Радости китайцам добавляют и макроиндикаторы. Для сектора R&D это прежде всего число и цитируемость публикаций страны в научных журналах. В 1999–2009 годах число китайских научных статей в наиболее полной базе Scopus выросло в десять раз, число российских – осталось примерно тем же.
Помимо публикаций есть и другое достижение КНР, о котором нам остается только мечтать. В китайскую систему R&D вовсю включены предприятия. Судя по данным ОЭСР, доля финансирования со стороны бизнеса там даже выше, чем в США и Европе.
всего* | предприятия, % | государство, % | численность исследователей** | |
КНР | 120 614 | 71,7 | 23,6 | 1 592 420 |
США | 398 194 | 67,3 | 27,1 | 1 412 639 |
Россия | 33 368 | 26,6 | 66,5 | 442 263 |
EU-27 | 299 635 | 54,3 | 34,2 | 1 531 626 |
Но базы ОЭСР в случае Китая не вполне надежны, а расходов в абсолютном выражении в них нет. В марте появилась новая порция статистики по китайскому R&D от самых высоких чиновников. Подводя итоги 11-й пятилетки, премьер КНР Вень Цзябао сообщил, что в 2006–2010 гг. центральное правительство выделило на науку 620 млрд юаней, а «среднегодовой прирост составил 22,7%».

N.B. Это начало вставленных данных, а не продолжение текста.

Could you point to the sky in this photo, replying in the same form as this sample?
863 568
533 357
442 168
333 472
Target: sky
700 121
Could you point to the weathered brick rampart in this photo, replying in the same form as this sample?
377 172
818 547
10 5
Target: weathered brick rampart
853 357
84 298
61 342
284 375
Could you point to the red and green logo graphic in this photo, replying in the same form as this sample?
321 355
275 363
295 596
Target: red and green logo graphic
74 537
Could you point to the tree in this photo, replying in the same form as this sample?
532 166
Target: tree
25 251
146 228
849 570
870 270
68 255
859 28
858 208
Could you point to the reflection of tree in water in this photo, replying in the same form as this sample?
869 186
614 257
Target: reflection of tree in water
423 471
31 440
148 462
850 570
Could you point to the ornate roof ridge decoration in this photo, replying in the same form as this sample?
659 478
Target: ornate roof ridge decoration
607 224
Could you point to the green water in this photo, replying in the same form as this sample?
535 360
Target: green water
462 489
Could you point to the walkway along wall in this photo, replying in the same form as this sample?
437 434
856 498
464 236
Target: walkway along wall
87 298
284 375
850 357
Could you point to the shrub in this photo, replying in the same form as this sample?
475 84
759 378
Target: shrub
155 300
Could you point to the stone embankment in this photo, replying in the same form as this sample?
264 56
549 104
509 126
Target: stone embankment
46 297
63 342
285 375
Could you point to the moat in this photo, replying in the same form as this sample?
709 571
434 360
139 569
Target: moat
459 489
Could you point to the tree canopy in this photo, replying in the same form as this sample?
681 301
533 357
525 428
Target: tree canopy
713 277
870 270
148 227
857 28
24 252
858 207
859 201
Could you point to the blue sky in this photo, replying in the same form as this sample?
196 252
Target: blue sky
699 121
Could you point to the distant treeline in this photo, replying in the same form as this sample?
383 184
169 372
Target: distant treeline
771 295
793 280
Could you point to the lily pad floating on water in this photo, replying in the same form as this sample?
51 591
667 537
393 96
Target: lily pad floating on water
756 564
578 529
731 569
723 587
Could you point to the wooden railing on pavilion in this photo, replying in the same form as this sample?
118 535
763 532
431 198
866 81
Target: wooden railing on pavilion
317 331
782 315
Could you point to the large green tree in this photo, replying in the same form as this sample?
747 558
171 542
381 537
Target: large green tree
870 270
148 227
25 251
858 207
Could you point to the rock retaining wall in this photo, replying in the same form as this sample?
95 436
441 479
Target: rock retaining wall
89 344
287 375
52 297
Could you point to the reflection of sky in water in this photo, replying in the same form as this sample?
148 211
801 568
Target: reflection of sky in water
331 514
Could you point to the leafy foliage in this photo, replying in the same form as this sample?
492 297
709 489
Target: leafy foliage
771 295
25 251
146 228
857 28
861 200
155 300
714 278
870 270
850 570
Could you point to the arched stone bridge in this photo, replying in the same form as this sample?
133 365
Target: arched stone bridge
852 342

Фактически, китайцы соединяют в науке советский плановый мегапроектный подход (пять лет назад был принят Национальный средне- и долгосрочный план научно-технического развития до 2020 года, где расписаны все приоритетные направления, дана схема мероприятий и установлены индикаторы успеха) с западным вниманием к публикациям в англоязычных журналах как к мерилу крутости.
Об опыте СССР напоминает и колоссальная программа научного просвещения. Плюс полная поддержка инновационных компаний, в т.ч. принадлежащих вузам и институтам. Плюс налоговые льготы и особые зоны.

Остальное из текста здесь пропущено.